International Journal of Academic Management Science Research (IJAMSR)
  Year: 2024 | Volume: 8 | Issue: 3 | Page No.: 118-142
Treasury Management Strategies And Bank Performance: A Retrospective Study Of First Bank Of Nigeria Download PDF
Uguta, Lawrence Ebiwari (M.Sc), Dr. Awu, Ebiasuode, Dr. Darius, Blessing, Dr. Amanawa, David Ebiegberi

Abstract:
The study investigates the effect of investment in treasury management and its strategies on bank performance in Nigeria (1996 to 2017). The study's main objective is to examine the impact of Treasury management strategies on bank performance, using the First Bank of Nigeria as a case study. The variables of the study are Treasury management strategies (Treasury bill, asset liability management, and cash management strategies) as its independent variable and bank performance (return on asset, return on equity, and return on shareholders' fund) as its dependent variable. Econometric techniques, including Augmented Dickey-Fuller and PP for unit root tests, Johansson co-integration technique for a long run relationship, Granger causality test, and Ordinary Least Square (OLS) regression analysis were used to test the nine hypotheses.
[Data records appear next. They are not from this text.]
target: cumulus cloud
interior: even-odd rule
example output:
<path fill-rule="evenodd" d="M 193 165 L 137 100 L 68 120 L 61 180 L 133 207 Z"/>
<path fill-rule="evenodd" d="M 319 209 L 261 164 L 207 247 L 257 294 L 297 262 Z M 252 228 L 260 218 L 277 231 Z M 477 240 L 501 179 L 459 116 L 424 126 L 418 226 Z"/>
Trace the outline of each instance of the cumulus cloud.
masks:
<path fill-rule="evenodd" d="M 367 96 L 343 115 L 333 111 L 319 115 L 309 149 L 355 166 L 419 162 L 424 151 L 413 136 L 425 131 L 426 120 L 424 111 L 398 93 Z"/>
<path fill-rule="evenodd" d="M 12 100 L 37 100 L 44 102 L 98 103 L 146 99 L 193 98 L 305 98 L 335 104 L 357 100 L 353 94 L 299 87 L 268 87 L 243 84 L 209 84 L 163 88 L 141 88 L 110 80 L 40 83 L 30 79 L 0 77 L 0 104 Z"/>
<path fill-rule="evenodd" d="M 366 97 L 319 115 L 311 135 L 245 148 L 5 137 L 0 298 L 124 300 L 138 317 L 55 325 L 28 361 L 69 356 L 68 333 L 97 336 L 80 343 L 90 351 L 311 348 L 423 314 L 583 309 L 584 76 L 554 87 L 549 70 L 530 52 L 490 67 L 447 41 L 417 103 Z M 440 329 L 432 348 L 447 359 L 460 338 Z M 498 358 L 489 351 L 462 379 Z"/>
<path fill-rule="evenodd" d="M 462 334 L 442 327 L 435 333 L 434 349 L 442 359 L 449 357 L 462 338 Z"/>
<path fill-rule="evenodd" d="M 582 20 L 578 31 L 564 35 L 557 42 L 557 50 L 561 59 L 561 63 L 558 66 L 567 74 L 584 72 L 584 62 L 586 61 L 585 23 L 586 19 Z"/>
The study revealed that although investment in the Treasury bill has a positive effect on Return on Asset (ROA), Return on Equity (ROE), and Return on Shareholders' Fund (ROSF), its serving conditions are adverse to the banks' performance. This position is even aggravated by the unfavorable policies made by regulatory authorities. The study also reveals that asset liability management does not significantly affect Return on Equity (ROE) and Return on Shareholders' Fund (ROSF). The study thus concludes that cash management strategies do not have a significant effect on return on assets (ROA), return on equity (ROE), and return on shareholders' funds (ROSF) and do not increase performance. Among the recommendations is that regulatory bodies should formulate policies to enhance interest rates for investment and strong management bodies to regulate the banks' assets and cash to boost productivity and performance.